The DNA fragment of interest can be detected by exposing the blot to an X-ray film (in case of
radiolabelled probes) or by examining under a fluorescence microscope (in case of fluorescent labelled
The below diagram shows MstII restriction pattern of beta globin gene in sickle cell trait, sickle cell disease
and a normal individual, when detected using Southern blotting:
In PCR-RFLP, PCR is performed to amplify a particular region of DNA and the PCR products are subjected
to digestion using restriction endonucleases. Since the sequence of interest in the DNA is amplified to
signifance amounts, the products can be visualised under UV light after an agarose gel electrophoresis, thus
avoiding the radioactive hazards that are involved in Southern blotting.
The diagram given in the next page explains the principle of PCR-RFLP in diagnosis of sickle cell anemia
Note that RFLP techniques are NOT frequently used for genotyping at present. The preferred method is
DNA sequencing. Can you think why?
3. DNA FINGERPRINTING:
In DNA fingerprinting, genomic DNA is subjected to digestion by a specific set of restriction
endonucleases. Humans share a genome sequence similarity of 99.9%. This means DNA sequence of two
individuals differs in 1 in every 1000 nucleotides. Some of these sites that differ may be restriction sites.
So the restriction pattern of DNA from two individuals generally differ. This is another example of RFLP.
DNA fingerprinting was used to establish a link between a biological evidence and a suspect in a criminal
investigation. A DNA sample taken from a crime scene is compared with a DNA sample from a suspect. If
the two DNA profiles are a match, then the evidence came from that suspect. Conversely, if the two DNA
profiles do not match, then the evidence cannot have come from the suspect.

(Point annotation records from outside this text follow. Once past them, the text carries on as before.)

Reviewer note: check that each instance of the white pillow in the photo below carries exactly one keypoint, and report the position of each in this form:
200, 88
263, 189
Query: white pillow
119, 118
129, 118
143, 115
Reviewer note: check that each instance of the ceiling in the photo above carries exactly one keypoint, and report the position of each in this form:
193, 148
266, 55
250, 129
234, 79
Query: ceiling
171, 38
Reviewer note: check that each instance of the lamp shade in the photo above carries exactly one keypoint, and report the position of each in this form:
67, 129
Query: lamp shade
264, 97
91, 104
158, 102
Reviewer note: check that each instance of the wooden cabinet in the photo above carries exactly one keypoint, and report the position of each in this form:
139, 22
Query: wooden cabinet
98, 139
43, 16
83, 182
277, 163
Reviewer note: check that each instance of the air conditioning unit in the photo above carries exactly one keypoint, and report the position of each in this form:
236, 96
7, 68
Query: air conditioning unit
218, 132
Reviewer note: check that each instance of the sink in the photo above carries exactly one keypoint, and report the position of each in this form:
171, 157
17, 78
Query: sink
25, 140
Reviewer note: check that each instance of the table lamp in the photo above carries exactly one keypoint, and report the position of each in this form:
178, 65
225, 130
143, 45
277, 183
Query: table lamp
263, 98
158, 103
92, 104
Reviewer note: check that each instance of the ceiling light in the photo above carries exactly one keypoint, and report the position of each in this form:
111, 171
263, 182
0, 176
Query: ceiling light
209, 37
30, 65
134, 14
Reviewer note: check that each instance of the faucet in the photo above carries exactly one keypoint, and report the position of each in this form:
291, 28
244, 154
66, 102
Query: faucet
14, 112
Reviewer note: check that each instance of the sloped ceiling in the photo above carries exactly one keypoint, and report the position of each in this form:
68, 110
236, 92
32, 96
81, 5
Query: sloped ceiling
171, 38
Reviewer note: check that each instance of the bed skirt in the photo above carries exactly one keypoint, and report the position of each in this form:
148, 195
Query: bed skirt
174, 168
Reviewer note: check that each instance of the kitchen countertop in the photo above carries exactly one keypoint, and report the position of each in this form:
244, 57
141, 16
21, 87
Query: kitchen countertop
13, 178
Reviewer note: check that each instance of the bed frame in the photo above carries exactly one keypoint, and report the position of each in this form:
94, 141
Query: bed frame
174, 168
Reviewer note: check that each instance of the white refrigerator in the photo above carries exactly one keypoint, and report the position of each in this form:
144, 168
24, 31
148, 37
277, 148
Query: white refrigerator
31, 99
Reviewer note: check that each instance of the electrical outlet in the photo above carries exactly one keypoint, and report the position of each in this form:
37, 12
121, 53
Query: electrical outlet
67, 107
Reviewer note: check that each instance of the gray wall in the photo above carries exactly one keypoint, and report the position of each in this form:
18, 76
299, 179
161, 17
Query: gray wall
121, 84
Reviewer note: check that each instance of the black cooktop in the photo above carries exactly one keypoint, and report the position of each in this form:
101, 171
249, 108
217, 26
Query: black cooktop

Since RFLPs are inherited, DNA fingerprinting were also used to establish paternity.
The procedure is almost same as the RFLP analysis using Southern Blot which we discussed earlier, except
for the fact that multiple enzymes are used here, and different samples are compared.
Nowadays, RFLP has been replaced by analysis of STR (short tandem repeats) in criminalistics.
PROTOCOL FOR RESTRICTION DIGESTION OF PLASMID:
You have been provided with the following:
1. 4 µg of plasmid DNA
2. Restriction enzymes A and B (20 Units each)
3. Buffer for restriction enzyme
4. Nuclease free water
5. 1% Agarose gel (containing ethidium bromide)
6. Gel loading dye
7. DNA ladder (molecular weight marker)
8. PCR tubes (0.2 mL)
Make the reaction mixtures as shown below:
Sl No Component Tube A Tube B Tube C
1. Plasmid 1 µg 1 µg 1 µg
2. Nuclease free water Upto 50 µL Upto 50 µL Upto 50 µL
3. Buffer 5 µL 5 µL 5 µL
4. Enzyme A 10 Units - 10 Units
5. Enzyme B - 10 Units 10 Units
1. Mix components by pipetting the reaction mixture up and down. Follow with a quick spin-down in a
2. Incubate at 37 ⁰C for 15 minutes.
3. Add 10 µL of gel loading dye to each tube.
4. Also, prepare tube D by adding 1 µg DNA to 1 µL gel loading dye.
5. Load the contents of the tube into the agarose gel, along with molecular weight marker.
6. Perform agarose gel electrophoresis (80 V for 60 minutes) and visualise your gel under uv
transilluminator/ gel documentation system.
7. Based on your findings, create a restriction map of the plasmid.
1. Wear gloves while performing all the steps.
2. Restriction enzyme should be added as the last component of the reaction mixture
3. Restriction enzymes should be always kept on ice
4. Use UV safety measures while visualising the gel.